When a man named Collins Khosa was killed by soldiers enforcing South Africa’s strict lockdown in April, there was an initial outcry. But it grew in strength and intensity after protests began in the U.S. following the killing of Mr. Floyd.
Young Black activists like Tumi Moloto, who is referred to as they, said they saw it as their responsibility to speak out against both Mr. Khosa’s killing and that of Mr. Floyd. Such international solidarity in the anti-apartheid movement was a crucial part of the fight, they say. “So we as South Africans need to see the struggle of Black people anywhere as the struggle of Black people everywhere.”
“The silver lining here is that what’s happening in the U.S. right now is showing us that a different world is possible. The conversations are beginning in the U.S. and South Africa [around police brutality],” they add. “Maybe they are the start of that different world we’ve been dreaming of.”

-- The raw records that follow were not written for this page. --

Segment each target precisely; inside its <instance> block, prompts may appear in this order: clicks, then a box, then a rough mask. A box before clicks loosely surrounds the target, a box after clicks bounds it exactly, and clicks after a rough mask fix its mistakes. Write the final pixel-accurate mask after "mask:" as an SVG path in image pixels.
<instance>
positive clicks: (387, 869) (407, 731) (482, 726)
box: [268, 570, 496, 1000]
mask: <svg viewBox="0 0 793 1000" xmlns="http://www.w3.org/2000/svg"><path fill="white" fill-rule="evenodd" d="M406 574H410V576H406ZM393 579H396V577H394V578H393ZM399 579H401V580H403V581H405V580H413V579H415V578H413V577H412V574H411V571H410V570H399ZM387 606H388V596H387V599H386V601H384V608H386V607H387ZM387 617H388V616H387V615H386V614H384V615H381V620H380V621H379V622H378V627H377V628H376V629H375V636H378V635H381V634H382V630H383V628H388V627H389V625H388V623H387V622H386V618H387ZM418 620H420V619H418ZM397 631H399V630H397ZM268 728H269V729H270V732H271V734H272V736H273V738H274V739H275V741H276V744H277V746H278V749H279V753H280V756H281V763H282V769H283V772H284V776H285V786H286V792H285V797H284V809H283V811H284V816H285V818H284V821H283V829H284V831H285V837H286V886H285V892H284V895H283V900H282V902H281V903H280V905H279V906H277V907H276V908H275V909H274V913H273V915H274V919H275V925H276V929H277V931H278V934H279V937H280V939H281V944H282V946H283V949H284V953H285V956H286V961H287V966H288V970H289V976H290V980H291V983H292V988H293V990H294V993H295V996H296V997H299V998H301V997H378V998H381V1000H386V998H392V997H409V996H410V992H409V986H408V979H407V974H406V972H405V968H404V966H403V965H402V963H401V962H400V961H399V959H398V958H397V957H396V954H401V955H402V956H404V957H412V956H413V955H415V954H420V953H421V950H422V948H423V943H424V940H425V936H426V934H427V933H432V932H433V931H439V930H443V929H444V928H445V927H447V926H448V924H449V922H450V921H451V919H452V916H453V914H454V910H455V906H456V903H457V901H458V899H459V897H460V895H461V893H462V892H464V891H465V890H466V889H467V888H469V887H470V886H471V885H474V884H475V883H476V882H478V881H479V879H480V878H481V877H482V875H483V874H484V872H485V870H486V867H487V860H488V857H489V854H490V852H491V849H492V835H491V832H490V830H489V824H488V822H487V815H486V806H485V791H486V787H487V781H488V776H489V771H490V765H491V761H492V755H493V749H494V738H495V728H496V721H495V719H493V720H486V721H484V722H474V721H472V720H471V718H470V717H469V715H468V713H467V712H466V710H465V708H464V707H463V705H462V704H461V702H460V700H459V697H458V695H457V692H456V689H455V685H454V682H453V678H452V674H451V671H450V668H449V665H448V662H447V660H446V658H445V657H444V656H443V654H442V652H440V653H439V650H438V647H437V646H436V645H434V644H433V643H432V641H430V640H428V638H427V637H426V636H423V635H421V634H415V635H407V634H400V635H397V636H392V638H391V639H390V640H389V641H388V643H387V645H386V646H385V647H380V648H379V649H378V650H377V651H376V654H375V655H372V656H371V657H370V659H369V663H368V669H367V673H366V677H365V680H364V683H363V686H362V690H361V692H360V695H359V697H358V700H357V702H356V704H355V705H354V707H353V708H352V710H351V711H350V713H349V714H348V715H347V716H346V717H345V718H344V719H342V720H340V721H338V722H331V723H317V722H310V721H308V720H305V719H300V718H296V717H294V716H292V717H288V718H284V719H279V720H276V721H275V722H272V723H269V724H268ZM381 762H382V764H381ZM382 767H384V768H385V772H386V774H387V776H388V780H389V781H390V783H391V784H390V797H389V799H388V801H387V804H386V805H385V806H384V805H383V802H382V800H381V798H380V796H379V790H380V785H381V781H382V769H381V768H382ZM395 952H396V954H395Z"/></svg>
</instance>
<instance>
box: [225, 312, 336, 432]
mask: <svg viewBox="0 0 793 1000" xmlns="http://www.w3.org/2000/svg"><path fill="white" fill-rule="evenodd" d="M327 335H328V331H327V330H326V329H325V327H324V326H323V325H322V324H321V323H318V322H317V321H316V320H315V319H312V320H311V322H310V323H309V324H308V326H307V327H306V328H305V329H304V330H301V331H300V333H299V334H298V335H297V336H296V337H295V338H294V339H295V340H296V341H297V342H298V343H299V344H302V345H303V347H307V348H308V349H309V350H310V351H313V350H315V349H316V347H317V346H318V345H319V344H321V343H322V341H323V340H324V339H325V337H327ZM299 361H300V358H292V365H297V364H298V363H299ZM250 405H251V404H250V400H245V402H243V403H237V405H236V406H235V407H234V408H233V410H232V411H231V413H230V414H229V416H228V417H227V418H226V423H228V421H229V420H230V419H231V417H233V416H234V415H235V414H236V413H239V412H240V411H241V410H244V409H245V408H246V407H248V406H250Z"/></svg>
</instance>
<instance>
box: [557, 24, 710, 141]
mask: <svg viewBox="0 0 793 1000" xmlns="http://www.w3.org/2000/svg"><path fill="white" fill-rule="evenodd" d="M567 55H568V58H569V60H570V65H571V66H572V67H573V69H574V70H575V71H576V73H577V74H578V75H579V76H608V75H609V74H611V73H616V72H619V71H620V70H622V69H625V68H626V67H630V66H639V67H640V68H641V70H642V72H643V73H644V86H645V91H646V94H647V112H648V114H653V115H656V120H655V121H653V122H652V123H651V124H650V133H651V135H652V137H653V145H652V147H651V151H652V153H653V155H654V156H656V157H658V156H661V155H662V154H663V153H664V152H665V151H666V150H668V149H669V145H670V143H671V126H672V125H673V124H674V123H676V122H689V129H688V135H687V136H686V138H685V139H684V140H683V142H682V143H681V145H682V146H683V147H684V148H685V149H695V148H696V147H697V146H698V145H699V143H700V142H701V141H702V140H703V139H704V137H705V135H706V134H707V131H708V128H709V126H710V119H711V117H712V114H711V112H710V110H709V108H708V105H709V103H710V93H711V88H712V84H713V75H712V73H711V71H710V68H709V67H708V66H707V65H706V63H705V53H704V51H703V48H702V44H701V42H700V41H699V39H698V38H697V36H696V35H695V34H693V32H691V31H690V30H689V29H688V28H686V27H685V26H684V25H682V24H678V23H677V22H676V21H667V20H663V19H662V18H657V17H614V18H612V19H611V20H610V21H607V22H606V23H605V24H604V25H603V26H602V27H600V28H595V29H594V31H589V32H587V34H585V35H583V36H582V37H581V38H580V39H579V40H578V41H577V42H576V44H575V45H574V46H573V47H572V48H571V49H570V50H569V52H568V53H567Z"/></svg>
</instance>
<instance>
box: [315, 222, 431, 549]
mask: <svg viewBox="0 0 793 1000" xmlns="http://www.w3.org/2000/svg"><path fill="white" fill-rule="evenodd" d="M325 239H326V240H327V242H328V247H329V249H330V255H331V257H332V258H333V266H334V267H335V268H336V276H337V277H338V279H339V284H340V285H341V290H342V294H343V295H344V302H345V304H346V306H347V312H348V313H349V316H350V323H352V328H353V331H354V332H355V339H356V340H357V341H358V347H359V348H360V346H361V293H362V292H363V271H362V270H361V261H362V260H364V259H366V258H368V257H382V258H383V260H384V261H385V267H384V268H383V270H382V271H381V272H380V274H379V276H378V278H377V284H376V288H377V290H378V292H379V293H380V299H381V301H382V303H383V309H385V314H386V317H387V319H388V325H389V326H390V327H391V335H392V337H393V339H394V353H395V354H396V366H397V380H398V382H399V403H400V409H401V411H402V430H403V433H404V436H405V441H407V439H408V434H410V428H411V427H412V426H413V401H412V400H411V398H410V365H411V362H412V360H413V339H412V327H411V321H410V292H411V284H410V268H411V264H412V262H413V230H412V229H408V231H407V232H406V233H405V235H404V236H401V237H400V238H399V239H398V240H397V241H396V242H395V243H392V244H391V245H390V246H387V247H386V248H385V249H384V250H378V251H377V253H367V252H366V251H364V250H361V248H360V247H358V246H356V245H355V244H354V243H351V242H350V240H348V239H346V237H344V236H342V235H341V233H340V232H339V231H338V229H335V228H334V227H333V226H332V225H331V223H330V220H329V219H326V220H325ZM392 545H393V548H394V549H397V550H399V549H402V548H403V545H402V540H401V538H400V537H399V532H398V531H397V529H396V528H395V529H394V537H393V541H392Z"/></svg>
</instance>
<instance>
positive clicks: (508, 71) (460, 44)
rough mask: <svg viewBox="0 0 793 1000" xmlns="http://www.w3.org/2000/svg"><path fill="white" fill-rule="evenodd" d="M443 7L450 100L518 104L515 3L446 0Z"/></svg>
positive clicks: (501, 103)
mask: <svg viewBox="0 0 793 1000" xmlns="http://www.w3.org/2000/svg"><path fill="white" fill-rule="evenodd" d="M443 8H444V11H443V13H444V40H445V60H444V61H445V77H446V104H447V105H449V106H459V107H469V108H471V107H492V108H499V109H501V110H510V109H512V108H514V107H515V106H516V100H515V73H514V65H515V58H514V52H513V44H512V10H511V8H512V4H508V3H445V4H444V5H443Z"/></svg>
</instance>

But for many that global fight begins with the fight for justice for each individual life, including Mr. Traoré, Mr. Bentounsi, Ms. Korchinski-Paquet, Ms. Moore, Mr. López, and Mr. Khosa. It’s a movement that has also grown from Minneapolis, where Mr. Floyd was killed, across the world. Activists in the American city have erected memorials shaped like tombstones across a green lawn, listing 100 African Americans who have died in the U.S. at the hands of police. In white block letters laid out in the grass, three words that have become a rallying cry now around the world, spell clearly: “Say Their Names.”
Editor’s note: This story has been updated to correct names and misspellings.